Their mixed platter of Lazio meats and cheeses (€16) is superb. Choose how mature you want your cheese when you place your order.They also offer craft beer on tap: a pint of Atlas or Turbacci costs €5.
Pro Loco Pinciano, Via Bergamo 18, Rome. Tel. 06.8414136. Website. Open every day from 11:00 to 15:00 and 19:30 to 24:00.

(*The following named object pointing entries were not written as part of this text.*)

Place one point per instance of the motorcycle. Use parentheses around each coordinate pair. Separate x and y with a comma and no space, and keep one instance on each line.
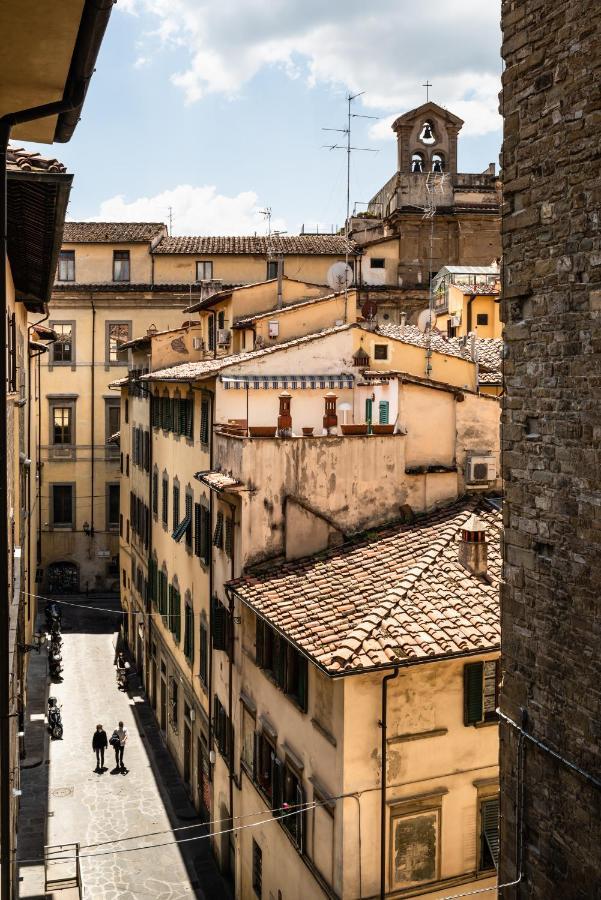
(55,662)
(55,723)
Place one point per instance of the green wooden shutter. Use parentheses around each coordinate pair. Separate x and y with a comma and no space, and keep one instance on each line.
(473,674)
(259,642)
(489,811)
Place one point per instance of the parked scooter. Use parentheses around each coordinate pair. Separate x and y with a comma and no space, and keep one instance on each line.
(55,662)
(55,723)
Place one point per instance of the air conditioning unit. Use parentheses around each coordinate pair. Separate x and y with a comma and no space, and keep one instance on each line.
(59,452)
(481,469)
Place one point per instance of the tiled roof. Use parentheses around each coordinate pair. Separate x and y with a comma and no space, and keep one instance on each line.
(111,232)
(19,159)
(410,334)
(259,245)
(192,370)
(396,594)
(295,304)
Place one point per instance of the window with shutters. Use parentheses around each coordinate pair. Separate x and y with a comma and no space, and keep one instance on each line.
(189,634)
(480,692)
(175,504)
(204,420)
(489,834)
(155,492)
(293,799)
(229,537)
(218,533)
(415,847)
(165,500)
(282,662)
(257,869)
(204,651)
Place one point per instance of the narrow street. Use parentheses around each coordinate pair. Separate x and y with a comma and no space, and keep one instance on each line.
(65,800)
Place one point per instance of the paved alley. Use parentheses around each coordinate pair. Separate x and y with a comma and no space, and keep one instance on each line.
(64,800)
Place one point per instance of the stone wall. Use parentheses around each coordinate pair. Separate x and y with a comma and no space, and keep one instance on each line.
(551,600)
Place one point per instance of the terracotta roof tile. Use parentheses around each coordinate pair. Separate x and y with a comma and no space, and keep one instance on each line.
(391,594)
(111,232)
(259,245)
(19,159)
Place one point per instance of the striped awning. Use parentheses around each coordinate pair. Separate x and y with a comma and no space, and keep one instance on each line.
(287,382)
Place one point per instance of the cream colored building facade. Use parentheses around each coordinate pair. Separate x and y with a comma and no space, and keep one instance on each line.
(306,488)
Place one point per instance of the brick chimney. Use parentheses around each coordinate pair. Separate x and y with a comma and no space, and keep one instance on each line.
(472,546)
(330,419)
(284,418)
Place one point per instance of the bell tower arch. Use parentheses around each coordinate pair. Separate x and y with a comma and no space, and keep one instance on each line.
(427,140)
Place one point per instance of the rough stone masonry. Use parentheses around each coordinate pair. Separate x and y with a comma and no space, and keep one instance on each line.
(551,598)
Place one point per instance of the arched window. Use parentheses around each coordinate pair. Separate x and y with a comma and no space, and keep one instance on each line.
(427,135)
(417,162)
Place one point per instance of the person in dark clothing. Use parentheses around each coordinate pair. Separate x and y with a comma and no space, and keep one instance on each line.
(99,744)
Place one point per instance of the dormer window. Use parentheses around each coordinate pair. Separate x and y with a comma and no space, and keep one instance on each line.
(426,135)
(417,162)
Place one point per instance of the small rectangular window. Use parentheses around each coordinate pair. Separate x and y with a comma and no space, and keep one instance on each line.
(66,265)
(120,265)
(62,419)
(62,349)
(117,334)
(257,869)
(62,505)
(112,504)
(272,269)
(204,270)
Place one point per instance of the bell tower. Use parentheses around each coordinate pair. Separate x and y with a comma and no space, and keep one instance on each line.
(427,140)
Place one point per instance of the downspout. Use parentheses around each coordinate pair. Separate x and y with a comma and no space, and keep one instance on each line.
(384,725)
(6,761)
(211,579)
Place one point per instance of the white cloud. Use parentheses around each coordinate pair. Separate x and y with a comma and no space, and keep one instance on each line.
(387,48)
(195,210)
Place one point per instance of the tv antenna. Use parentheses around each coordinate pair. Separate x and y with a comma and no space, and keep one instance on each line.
(349,149)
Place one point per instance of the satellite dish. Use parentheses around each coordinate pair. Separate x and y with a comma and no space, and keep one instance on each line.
(426,320)
(340,276)
(369,309)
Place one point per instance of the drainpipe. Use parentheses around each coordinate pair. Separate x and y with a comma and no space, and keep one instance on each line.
(384,726)
(6,762)
(93,387)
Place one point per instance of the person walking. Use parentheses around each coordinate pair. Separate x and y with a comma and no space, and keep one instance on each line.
(99,744)
(119,740)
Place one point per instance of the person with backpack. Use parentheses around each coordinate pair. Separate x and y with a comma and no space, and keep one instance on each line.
(99,744)
(118,742)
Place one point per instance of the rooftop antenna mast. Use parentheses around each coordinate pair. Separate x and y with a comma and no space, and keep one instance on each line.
(349,149)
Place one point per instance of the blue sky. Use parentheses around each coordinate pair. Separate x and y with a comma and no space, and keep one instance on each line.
(217,111)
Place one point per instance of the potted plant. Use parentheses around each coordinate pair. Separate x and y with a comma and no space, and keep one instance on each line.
(354,429)
(263,430)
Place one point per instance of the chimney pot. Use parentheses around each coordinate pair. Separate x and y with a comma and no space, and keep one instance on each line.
(473,549)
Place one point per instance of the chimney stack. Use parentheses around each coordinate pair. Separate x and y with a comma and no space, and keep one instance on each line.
(330,419)
(284,418)
(473,547)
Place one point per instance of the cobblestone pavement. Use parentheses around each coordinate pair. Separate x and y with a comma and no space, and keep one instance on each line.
(64,800)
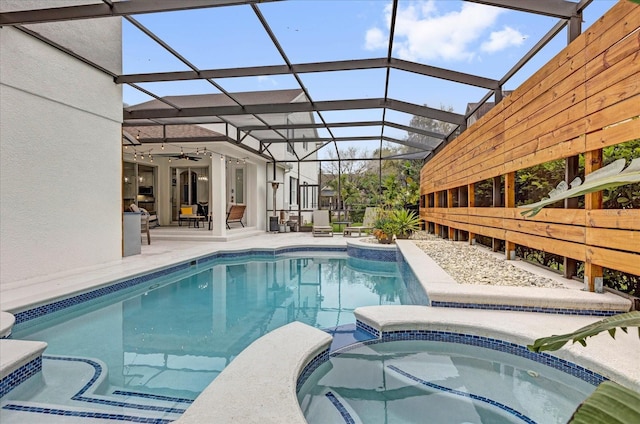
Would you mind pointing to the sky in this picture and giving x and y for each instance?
(452, 34)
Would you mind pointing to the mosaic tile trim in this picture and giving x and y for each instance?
(494, 344)
(558, 311)
(49, 308)
(385, 255)
(415, 289)
(268, 253)
(348, 419)
(479, 398)
(150, 396)
(86, 414)
(20, 375)
(318, 360)
(97, 372)
(368, 329)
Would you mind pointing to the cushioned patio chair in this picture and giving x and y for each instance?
(370, 215)
(235, 214)
(152, 217)
(321, 224)
(190, 214)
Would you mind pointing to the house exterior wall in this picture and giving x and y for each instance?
(60, 146)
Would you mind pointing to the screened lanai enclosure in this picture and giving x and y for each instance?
(363, 84)
(256, 102)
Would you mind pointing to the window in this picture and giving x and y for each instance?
(290, 135)
(293, 191)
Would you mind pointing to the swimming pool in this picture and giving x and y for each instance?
(163, 343)
(428, 381)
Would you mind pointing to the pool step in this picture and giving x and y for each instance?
(19, 361)
(53, 398)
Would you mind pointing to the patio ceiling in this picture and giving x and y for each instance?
(381, 117)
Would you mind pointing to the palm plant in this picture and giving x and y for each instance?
(407, 222)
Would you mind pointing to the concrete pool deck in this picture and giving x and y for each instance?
(439, 286)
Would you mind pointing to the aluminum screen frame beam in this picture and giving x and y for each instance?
(120, 8)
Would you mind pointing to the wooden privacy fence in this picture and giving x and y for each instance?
(586, 98)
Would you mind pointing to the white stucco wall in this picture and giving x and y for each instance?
(60, 149)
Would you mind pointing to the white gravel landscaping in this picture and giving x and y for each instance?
(476, 265)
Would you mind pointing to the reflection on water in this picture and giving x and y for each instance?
(425, 381)
(175, 338)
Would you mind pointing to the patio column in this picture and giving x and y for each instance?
(471, 203)
(218, 206)
(593, 274)
(570, 172)
(510, 202)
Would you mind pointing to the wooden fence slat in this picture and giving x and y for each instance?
(552, 231)
(608, 136)
(586, 98)
(614, 259)
(558, 247)
(624, 219)
(628, 240)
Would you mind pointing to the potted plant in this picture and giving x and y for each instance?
(384, 228)
(407, 222)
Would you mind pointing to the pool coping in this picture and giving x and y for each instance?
(444, 292)
(260, 386)
(439, 286)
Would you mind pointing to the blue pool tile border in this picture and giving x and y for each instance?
(317, 360)
(15, 378)
(472, 396)
(375, 254)
(346, 416)
(150, 396)
(49, 308)
(86, 414)
(538, 309)
(565, 366)
(80, 395)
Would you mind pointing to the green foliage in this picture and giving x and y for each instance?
(627, 196)
(609, 177)
(610, 403)
(610, 324)
(537, 181)
(406, 222)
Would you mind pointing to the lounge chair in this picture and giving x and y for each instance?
(321, 224)
(190, 214)
(370, 215)
(152, 217)
(235, 214)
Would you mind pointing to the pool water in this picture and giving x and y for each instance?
(175, 335)
(437, 382)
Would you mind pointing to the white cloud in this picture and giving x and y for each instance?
(425, 33)
(376, 39)
(500, 40)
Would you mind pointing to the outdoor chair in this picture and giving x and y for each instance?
(152, 217)
(370, 215)
(190, 214)
(235, 214)
(321, 224)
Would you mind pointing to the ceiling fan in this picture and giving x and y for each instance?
(182, 155)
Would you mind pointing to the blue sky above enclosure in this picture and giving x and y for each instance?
(451, 34)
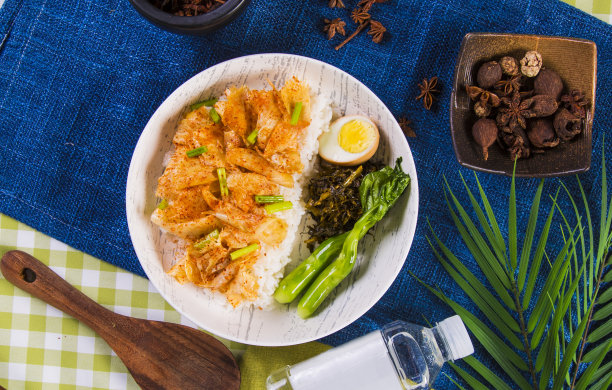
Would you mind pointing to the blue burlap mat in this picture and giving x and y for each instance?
(79, 80)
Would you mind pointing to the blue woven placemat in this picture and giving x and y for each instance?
(79, 80)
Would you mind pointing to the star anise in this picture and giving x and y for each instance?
(360, 16)
(334, 26)
(428, 89)
(377, 31)
(515, 113)
(576, 103)
(486, 97)
(406, 128)
(508, 86)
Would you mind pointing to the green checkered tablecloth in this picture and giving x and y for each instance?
(43, 348)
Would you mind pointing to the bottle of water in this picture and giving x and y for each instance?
(399, 356)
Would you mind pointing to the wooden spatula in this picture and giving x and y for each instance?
(159, 355)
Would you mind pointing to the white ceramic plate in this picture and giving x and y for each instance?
(382, 254)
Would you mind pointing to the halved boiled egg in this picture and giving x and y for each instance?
(351, 140)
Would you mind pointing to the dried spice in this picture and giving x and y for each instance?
(488, 74)
(510, 85)
(406, 127)
(514, 114)
(361, 16)
(187, 7)
(333, 200)
(576, 103)
(531, 63)
(377, 30)
(334, 26)
(542, 134)
(509, 66)
(428, 89)
(484, 132)
(548, 82)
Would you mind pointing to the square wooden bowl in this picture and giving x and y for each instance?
(575, 60)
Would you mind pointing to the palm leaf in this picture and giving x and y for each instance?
(587, 376)
(529, 234)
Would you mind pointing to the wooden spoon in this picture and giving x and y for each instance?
(159, 355)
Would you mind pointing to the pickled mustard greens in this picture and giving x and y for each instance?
(378, 191)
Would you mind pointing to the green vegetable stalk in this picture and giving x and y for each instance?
(378, 192)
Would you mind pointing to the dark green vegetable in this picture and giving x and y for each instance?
(333, 202)
(378, 192)
(298, 279)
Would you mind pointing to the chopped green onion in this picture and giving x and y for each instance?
(280, 206)
(252, 138)
(297, 110)
(244, 251)
(201, 244)
(207, 103)
(269, 198)
(214, 115)
(197, 151)
(222, 181)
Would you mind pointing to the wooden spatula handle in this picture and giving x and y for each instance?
(29, 274)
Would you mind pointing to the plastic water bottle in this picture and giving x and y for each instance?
(399, 356)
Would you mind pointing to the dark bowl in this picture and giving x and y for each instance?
(193, 25)
(575, 60)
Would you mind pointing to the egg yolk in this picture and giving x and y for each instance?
(355, 136)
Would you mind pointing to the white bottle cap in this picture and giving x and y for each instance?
(457, 337)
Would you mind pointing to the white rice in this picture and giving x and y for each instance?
(269, 268)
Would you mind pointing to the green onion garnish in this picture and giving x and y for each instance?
(197, 151)
(280, 206)
(252, 138)
(201, 244)
(207, 103)
(214, 115)
(244, 251)
(269, 198)
(297, 110)
(222, 181)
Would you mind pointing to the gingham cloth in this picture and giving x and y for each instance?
(43, 348)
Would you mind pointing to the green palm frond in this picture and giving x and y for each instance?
(555, 337)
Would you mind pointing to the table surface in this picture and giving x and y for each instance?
(41, 347)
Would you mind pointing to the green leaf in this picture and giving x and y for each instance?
(603, 312)
(587, 376)
(529, 234)
(469, 379)
(601, 331)
(512, 235)
(488, 375)
(498, 248)
(483, 263)
(605, 297)
(489, 306)
(507, 359)
(570, 352)
(551, 288)
(534, 270)
(593, 353)
(493, 222)
(602, 371)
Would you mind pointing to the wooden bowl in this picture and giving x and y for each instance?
(575, 60)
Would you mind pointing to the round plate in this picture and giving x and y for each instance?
(381, 254)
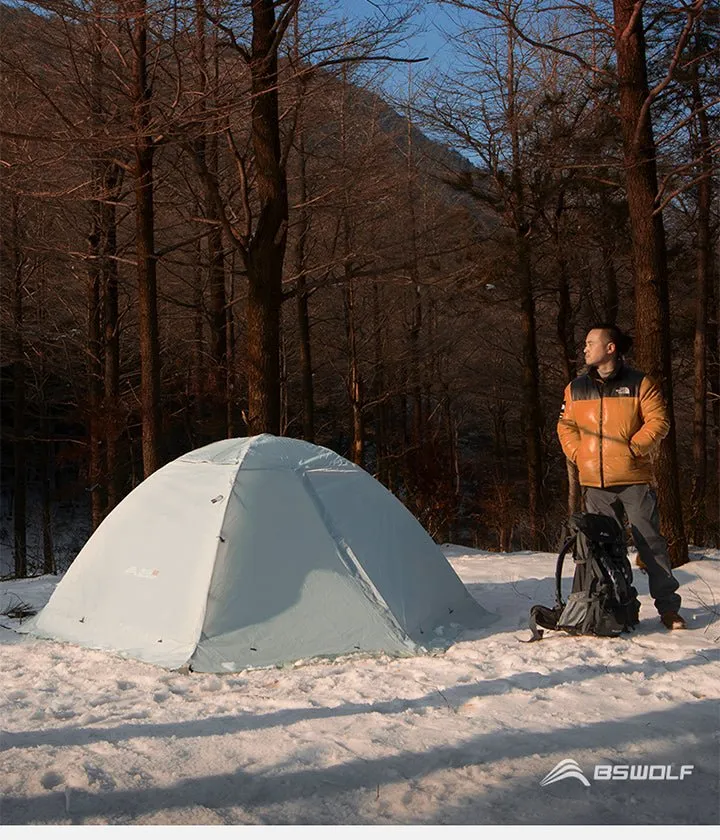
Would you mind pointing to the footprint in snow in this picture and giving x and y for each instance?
(51, 780)
(16, 695)
(98, 776)
(64, 714)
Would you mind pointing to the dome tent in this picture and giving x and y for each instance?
(258, 551)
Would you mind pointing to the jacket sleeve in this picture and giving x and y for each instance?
(567, 428)
(655, 419)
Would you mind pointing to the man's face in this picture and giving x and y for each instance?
(598, 348)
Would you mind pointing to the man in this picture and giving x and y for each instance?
(612, 418)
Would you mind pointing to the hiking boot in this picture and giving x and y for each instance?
(673, 620)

The new-look Bir&Fud re-opened on 7 April 2014, just seven years after it was first established. This Trastevere restaurant has been substantially renovated and now offers as many as 36 draught beers, while Gabriele Bonci continues to oversee the pizza side of the business. The latest feature is a rotating oven, which makes it easier to handle batches of pizzas.
You can choose from all the usual favourites as well as a host of luxury offerings suitable for what is mostly a young, tourist clientele. We’d recommend the Porco Pistacchio, an open-faced calzone with mortadella, fresh buffalo mozzarella, sundried tomatoes and pistachio pesto (€15), or the Trifolata, with aubergines, sautéed mushrooms, fresh buffalo mozzarella, parmesan cheese and basil (€12), to name but two.
Bir&Fud, Via Benedetta 23, Rome. Tel. 06.5894016. Website. Open 17:30 to 2:00, Monday to Wednesday and 11:00 to 2:00 Thursday to Sunday.